WebRTC full manual control use case

dested · December 19, 2024, 1:56am

I am trying to use the new Webrtc APIs. I do not want the server to respond themselves, instead I want to get a transcript of what the user said, process it myself, and then tell the server what to say back to the user. Is this currently possible? I have tried

          turn_detection: {
            type: 'server_vad',
            threshold: 0.5,
            prefix_padding_ms: 300,
            silence_duration_ms: 500,
            create_response: false,
          }

But it has no effect that I can see, and also when I get the ‘session.created’ data payload, it sets it create_response to true.

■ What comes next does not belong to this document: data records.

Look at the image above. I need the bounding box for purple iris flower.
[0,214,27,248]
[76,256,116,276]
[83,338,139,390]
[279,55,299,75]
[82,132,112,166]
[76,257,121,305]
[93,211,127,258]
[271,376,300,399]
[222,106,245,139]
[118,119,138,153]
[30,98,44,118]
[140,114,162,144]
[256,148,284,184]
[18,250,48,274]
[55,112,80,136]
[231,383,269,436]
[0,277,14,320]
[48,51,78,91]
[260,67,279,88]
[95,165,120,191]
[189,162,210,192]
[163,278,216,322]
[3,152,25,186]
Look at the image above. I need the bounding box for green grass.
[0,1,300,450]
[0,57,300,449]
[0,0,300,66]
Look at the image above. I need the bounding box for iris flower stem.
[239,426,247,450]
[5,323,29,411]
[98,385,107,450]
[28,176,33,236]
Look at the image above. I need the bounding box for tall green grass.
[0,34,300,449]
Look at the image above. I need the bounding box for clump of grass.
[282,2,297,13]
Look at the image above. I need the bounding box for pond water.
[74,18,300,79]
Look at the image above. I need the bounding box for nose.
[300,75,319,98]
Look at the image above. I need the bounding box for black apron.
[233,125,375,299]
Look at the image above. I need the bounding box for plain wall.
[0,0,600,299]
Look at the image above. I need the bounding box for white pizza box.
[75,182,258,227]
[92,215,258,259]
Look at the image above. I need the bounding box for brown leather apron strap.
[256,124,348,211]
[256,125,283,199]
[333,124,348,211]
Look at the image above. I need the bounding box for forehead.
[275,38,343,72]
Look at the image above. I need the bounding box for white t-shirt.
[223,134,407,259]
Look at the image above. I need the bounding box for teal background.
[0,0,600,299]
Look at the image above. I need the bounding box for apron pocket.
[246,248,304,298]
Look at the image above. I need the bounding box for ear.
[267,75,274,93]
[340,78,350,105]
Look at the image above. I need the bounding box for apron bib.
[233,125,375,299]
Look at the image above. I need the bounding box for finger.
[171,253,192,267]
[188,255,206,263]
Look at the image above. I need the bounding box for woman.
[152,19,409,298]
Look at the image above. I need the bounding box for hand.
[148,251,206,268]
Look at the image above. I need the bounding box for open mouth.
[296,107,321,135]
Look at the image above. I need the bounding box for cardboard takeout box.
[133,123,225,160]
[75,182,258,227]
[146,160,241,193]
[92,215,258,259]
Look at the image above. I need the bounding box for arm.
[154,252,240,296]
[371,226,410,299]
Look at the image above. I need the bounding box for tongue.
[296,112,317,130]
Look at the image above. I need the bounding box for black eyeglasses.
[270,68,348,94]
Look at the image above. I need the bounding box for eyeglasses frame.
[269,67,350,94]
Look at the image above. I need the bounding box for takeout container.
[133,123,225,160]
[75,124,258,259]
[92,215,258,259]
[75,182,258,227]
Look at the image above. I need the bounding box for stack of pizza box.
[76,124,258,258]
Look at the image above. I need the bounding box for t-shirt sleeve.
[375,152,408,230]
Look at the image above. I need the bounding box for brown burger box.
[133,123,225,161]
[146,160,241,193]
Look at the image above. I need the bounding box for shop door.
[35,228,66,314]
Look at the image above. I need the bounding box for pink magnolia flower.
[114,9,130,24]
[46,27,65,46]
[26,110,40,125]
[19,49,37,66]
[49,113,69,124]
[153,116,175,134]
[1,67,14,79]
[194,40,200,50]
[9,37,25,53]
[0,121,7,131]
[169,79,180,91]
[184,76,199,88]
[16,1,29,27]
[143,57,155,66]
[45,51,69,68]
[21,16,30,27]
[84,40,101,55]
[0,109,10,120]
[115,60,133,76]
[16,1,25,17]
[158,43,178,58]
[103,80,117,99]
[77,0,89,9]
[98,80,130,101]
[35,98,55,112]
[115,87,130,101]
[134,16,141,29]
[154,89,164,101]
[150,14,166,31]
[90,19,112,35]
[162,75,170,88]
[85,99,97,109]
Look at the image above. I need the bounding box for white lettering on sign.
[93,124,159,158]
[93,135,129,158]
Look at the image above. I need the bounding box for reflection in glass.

If this usecase is not possible, how would you handle this flow?

saint-entity · December 24, 2024, 2:12pm

Use deepgram for faster and more accurate transcriptions and get rid of the threshold, silence duration and prefix padding as these necessitate response activation through input audio.

kalaidastudios · January 7, 2025, 3:12am

Hey! We are running into the same exact issue. Did you ever find a work around or how to fix it?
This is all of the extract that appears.